What Is Child Grooming?

Child grooming is one of the earliest red flags for childhood sexual abuse. Child grooming describes the steps a perpetrator may take to gain a child’s trust before initiating sexual abuse. This can reduce the odds that the child will tell his or her parents about the abuse, as well as make stories of abuse less believable. Knowing the signs of child grooming and how to react appropriately could keep your child from ever experiencing the trauma of sexual abuse or assault. If you suspect abuse, reach out to a California child sexual abuse attorney immediately.

Forging a Relationship

Statistics show that most child sexual abusers are people close to the child or the child’s parents. In 90% of cases, child survivors know their offenders. Perpetrators often include babysitters, nannies, teachers, sports coaches, priests, friends and family members. Be wary of adults who try to build special relationships with your child. While the person could have only good intentions, it is worthwhile to watch the developing relationship for signs of something more. Adults that build relationships and forge emotional connections with your child could be guilty of child grooming.

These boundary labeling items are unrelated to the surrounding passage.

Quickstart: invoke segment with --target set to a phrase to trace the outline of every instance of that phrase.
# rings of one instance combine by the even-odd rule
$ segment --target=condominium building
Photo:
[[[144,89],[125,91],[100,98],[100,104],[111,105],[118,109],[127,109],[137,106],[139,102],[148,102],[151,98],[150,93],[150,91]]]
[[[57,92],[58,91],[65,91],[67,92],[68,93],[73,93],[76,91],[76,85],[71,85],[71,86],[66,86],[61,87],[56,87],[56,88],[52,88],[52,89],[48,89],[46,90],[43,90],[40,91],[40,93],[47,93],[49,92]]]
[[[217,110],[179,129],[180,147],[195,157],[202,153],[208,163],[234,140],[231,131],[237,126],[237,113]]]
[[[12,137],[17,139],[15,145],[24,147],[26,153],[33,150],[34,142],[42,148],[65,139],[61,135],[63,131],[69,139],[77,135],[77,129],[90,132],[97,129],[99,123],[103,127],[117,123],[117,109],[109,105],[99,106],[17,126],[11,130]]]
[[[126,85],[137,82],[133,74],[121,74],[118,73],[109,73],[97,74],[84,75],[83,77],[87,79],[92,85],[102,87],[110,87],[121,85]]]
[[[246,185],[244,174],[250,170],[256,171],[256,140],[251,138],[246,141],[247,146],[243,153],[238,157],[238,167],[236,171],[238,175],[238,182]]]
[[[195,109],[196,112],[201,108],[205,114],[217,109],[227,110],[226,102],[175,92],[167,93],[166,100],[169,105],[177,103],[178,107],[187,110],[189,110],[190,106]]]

Once the perpetrator creates a relationship with your child, he or she may start to test the boundaries and rules of that relationship. The adult may convince your child they are a couple romantically, for example, or try to become the child’s mentor. In other cases, the adult may start by befriending you, but then get closer to your child. Suddenly offering to bring your child home from school or teach him or her a skill, for instance, could be signs that your friend is trying to sexually groom your child.

Gaining a Position of Power or Trust

Sexual abuse is all about power. Child predators often use positions of power to pressure or intimidate children into complying with their wishes. A sports coach, for example, may use his or her position to convince a child victim to stay quiet (e.g. or else the coach will kick the child off the team). Positions of power can also come with reasons to isolate the target. As a parent, you may be more willing to let your child go alone with someone you think you can trust due to the adult’s position, such as a priest or teacher. Creating frequent opportunities to be alone with your child, however, is a red flag.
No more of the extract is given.